The United States has confirmed it carried out an airstrike on Sunday targeting suspected al-Qaeda terrorists in the border region. The Somali government said it had been informed of the strike and had granted its consent.
Witness reports however spoke of further airstrikes Monday and Tuesday across the region in which up to 60 people are said to have been killed. It was not clear however whether they were carried out by US or by Ethiopian fighter jets.
US newspaper The Boston Globe in a report citing unnamed military sources meanwhile said that US special forces alongside Somali, Ethiopian and Kenyan troops had been conducting joint operations on the ground in the region for the past fortnight.
US warships among them the aircraft carrier Dwight D Eisenhower were according to the Globe deployed off the Somali coast to prevent Islamists fleeing by sea.
Officials told the newspaper that Washington sees the present campaign against the Somali Islamists as an opportunity to track wanted militants and to prevent the country from becoming a safe haven for Islamists linked to the al-Qaeda terror network.
Unconfirmed reports said that Fazul Abdullah Mohammed, a leading al-Qaeda terrorist believed to be responsible for the 1998 attacks on the US embassies in Kenya and Tanzania, was among those killed in the Sunday strikes.

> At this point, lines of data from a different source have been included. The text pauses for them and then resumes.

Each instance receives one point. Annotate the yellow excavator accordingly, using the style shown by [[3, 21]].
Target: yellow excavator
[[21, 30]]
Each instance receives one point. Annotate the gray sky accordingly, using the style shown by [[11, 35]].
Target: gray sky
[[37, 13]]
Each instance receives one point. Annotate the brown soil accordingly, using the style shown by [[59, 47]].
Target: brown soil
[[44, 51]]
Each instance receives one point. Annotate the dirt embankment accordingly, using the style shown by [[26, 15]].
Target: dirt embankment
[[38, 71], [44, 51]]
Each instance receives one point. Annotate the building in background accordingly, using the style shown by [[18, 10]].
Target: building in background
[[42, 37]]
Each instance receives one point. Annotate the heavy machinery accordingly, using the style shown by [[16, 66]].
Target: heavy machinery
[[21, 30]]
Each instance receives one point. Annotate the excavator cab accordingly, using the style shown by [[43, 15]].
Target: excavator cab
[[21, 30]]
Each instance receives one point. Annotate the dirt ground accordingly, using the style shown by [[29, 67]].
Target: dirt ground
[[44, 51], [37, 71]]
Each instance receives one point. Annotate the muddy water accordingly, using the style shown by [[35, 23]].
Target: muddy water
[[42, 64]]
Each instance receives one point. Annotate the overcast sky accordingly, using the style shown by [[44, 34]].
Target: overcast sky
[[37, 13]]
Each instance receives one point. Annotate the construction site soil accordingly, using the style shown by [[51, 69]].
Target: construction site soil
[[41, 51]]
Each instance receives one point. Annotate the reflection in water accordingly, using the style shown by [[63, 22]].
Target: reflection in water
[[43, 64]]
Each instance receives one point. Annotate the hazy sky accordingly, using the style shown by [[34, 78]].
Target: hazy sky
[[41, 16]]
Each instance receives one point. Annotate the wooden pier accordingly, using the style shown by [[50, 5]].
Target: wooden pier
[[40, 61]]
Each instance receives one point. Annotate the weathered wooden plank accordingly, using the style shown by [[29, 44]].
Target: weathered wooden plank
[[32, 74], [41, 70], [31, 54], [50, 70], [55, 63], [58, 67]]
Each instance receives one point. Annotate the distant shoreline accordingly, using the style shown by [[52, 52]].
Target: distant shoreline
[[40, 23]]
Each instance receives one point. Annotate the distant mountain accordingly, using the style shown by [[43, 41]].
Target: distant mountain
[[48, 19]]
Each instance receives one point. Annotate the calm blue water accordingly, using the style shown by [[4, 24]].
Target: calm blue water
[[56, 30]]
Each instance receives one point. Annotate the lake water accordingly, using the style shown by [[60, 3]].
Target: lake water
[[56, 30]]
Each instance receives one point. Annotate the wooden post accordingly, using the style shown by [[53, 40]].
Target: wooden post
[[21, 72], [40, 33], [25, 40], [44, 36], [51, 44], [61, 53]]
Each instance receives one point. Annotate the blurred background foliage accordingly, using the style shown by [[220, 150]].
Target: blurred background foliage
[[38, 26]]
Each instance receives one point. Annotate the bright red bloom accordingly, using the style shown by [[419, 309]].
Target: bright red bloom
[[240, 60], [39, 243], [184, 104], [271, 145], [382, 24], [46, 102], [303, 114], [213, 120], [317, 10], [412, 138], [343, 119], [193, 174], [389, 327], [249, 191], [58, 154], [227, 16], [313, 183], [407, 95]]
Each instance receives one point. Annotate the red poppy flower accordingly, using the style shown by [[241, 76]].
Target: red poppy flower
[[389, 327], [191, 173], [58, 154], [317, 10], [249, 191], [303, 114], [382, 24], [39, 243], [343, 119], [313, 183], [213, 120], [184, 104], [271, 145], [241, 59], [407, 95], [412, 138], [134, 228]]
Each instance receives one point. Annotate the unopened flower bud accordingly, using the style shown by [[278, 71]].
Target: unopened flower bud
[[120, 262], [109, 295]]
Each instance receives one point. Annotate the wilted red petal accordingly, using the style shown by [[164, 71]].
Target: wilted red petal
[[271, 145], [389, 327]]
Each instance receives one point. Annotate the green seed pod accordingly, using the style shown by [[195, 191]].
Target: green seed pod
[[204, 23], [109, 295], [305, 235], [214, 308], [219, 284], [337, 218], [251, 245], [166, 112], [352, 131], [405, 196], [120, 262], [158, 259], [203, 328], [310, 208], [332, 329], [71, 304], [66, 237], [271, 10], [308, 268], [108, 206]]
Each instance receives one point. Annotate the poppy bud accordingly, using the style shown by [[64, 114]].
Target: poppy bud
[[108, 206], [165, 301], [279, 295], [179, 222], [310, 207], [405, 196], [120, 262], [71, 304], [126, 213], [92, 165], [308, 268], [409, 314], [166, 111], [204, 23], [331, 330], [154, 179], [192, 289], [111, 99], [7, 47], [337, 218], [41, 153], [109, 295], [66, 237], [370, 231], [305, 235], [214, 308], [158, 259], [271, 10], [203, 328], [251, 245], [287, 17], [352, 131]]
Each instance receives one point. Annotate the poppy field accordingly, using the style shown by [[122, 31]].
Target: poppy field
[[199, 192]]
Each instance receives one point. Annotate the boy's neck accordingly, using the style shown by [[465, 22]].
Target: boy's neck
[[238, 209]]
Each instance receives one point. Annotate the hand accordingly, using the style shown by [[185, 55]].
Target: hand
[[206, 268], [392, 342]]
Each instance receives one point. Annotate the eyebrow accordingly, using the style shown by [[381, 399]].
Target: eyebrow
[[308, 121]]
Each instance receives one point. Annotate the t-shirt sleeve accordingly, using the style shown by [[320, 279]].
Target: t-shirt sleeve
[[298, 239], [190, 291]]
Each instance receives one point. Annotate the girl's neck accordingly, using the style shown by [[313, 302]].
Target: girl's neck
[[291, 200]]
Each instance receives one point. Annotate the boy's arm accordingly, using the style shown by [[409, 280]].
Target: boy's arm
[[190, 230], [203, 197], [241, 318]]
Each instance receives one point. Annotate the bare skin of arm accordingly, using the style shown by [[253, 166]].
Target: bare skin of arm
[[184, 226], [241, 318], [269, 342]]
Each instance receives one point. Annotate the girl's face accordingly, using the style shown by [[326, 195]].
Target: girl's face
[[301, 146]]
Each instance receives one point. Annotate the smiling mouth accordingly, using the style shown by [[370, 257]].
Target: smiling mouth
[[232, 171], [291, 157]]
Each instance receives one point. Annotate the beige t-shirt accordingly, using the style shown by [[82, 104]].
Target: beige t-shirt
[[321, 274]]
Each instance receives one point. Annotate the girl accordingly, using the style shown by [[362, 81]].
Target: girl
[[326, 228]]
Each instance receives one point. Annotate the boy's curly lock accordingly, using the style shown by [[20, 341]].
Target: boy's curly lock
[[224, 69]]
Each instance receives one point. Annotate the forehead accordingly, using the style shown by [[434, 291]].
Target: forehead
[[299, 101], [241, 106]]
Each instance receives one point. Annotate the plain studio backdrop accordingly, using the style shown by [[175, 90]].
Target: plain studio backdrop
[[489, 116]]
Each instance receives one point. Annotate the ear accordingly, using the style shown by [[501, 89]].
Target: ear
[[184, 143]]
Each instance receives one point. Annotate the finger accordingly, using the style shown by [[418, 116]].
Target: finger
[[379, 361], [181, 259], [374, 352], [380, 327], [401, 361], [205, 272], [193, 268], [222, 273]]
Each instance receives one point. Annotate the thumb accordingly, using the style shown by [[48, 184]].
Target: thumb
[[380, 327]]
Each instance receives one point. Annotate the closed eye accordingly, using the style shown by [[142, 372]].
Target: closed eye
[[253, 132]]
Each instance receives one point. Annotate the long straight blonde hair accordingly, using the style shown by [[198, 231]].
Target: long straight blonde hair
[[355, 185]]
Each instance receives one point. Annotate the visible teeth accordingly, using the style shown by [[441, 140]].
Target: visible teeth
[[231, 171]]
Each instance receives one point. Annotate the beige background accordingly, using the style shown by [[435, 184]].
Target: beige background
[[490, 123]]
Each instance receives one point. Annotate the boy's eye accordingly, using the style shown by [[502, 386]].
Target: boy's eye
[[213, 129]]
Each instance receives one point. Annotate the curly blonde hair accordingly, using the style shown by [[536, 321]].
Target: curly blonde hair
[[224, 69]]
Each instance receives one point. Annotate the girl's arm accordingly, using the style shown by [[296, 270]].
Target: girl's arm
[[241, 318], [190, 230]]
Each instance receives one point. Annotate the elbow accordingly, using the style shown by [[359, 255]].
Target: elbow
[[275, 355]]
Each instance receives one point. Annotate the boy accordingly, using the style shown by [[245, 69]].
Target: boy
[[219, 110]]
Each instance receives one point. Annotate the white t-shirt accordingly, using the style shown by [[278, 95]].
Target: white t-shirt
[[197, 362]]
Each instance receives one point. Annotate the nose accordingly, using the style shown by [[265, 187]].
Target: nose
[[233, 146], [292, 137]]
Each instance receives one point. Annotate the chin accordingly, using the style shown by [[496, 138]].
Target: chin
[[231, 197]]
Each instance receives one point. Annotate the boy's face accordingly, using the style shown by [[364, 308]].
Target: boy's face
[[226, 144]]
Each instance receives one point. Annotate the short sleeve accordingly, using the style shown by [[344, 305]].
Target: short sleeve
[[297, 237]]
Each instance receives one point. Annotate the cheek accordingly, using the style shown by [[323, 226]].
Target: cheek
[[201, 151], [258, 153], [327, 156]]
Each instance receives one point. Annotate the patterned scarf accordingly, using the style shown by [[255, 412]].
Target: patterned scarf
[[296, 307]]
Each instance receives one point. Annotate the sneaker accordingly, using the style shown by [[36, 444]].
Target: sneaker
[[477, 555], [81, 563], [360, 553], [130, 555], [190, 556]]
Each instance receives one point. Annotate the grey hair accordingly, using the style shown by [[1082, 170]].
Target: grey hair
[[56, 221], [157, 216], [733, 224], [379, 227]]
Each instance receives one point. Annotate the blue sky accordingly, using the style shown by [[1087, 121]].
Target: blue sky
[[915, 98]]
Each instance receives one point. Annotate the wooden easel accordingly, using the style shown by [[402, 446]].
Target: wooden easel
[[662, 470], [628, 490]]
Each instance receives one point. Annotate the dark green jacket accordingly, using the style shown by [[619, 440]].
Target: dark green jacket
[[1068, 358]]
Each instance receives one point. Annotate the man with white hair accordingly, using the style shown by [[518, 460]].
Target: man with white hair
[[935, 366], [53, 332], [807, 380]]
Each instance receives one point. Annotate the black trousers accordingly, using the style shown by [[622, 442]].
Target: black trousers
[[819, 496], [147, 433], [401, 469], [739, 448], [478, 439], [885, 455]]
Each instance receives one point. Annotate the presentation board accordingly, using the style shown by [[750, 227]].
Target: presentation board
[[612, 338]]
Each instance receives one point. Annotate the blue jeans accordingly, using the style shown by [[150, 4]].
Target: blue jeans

The bombing of the US embassies killed more than 200 people, including 12 Americans.
Mohammed, 34, appears on the list of 'most wanted' terrorists maintained by the US Federal Bureau of Investigation (FBI). A reward of up to 5 million dollars is offered for information leading directly to his apprehension or conviction.
Both the White House and the Pentagon have refused to confirm reports that Mohammed was among those killed in Sunday's strike. US government spokesman Tony Snow on Tuesday however said that Washington had the right to pursue al-Qaeda terrorists worldwide.
In the meantime no concrete information has been forthcoming on the number of civilians killed in the strike. Ethiopian military helicopters and fighter jets were Wednesday reported to be operating in the locale.
The US government has backed efforts to deploy an African Union (AU) peacekeeping force in Somalia to prevent the formation of a power vacuum following the withdrawal of the Ethiopians. Uganda has already pledged 1,500 for such a force.
Kenyan Foreign Minister Raphael Tuju was meanwhile engaged in visits to other African countries in a bid to secure more troops.
Meanwhile three people, including civilians, were stated by witnesses to have been killed in an attack on an Ethiopian military base in Mogadishu Tuesday evening.
Unknown assailants had attacked the base in the south of the city with mortars. A gun fight had ensued. On Sunday in a similar incident, three other people were killed.
Observers fear that the UIC have not yet been defeated, but are continuing to attack the interim government and its Ethiopian allies which at the end of December launched a military campaign to dislodge the UIC from its position of power.